Similarly, SoftBank and Murata Manufacturing are testing systems enabled by Michibiki PNT to help pinpoint road sections in need of repair in the city of Uji in Japan’s Kyoto Prefecture. NTT Docomo — a rival to SoftBank’s mobile carrier operations — is carrying out tests with Sensyn Robotics on using drones enabled by Michibiki PNT to carry out search and rescue missions in Japan’s mountainous regions.
“Michibiki will let us reliably acquire positioning information even in areas like the mountains,” said Sensyn CEO Taishin Demura, quoted in the Nikkei Asian Review.
According to the Japanese Satellite Positioning Research and Application Centre, the Michibiki PNT system could generate about 2.4 trillion Yen (approximately U.S.$21.2 billion) in economic benefits in Japan alone, and as much as 2.3 trillion Yen (approximately U.S.$20.3 billion)) in Southeast Asia, Australia, and New Zealand.

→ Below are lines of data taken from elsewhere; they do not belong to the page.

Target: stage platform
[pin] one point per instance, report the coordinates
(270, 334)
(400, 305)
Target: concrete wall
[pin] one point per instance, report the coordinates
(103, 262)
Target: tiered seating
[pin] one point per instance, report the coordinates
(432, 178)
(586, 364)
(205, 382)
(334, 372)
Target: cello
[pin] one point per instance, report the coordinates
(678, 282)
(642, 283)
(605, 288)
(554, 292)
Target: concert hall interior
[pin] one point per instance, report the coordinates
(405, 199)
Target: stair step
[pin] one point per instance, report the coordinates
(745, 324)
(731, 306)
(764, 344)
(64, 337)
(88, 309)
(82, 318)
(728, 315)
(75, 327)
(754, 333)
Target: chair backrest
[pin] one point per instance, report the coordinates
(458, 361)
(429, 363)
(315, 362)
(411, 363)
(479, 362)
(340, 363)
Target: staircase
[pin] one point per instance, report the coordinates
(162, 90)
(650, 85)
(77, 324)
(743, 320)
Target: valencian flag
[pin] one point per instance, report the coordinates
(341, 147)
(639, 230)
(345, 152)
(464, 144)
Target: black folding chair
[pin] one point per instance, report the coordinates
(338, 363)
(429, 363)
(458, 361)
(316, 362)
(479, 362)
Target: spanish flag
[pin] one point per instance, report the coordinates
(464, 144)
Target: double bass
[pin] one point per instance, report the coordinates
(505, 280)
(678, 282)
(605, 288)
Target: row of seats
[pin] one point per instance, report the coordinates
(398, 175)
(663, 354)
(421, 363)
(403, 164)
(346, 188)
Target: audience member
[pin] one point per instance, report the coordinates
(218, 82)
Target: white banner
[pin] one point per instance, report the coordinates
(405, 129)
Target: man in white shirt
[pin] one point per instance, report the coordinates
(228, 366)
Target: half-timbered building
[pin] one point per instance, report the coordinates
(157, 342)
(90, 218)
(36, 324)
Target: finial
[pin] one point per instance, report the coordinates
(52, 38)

The high price of Michibiki PNT receivers is likely going to be a challenge for the system to reach its commercial and economic potential. On 1 November 2018 Mitsubishi Electric began to sell Michibiki PNT receivers that are accurate to within a few centimeters but at a price of several million yen, or tens of thousands of dollars, each. If the Michibiki PNT system is to be a commercial and economic success the Japanese government and other backers hope for then the cost of these receivers will need to be a fraction of current prices. If a significant price drop does not occur then the receivers will not become viable components in cars, for example. Lowering costs through mass production will be critical.
Another challenge to Michibiki’s overall success will be to make the receivers small enough for practical everyday use. Presently the base of each receiver measures at 10 cm by 10 cm, making it far too big for it to fit inside smartphones.
Additionally, although the Michibiki PNT system offer one of the world’s most precise positioning capabilities, its coverage is currently limited to Japan and Australia.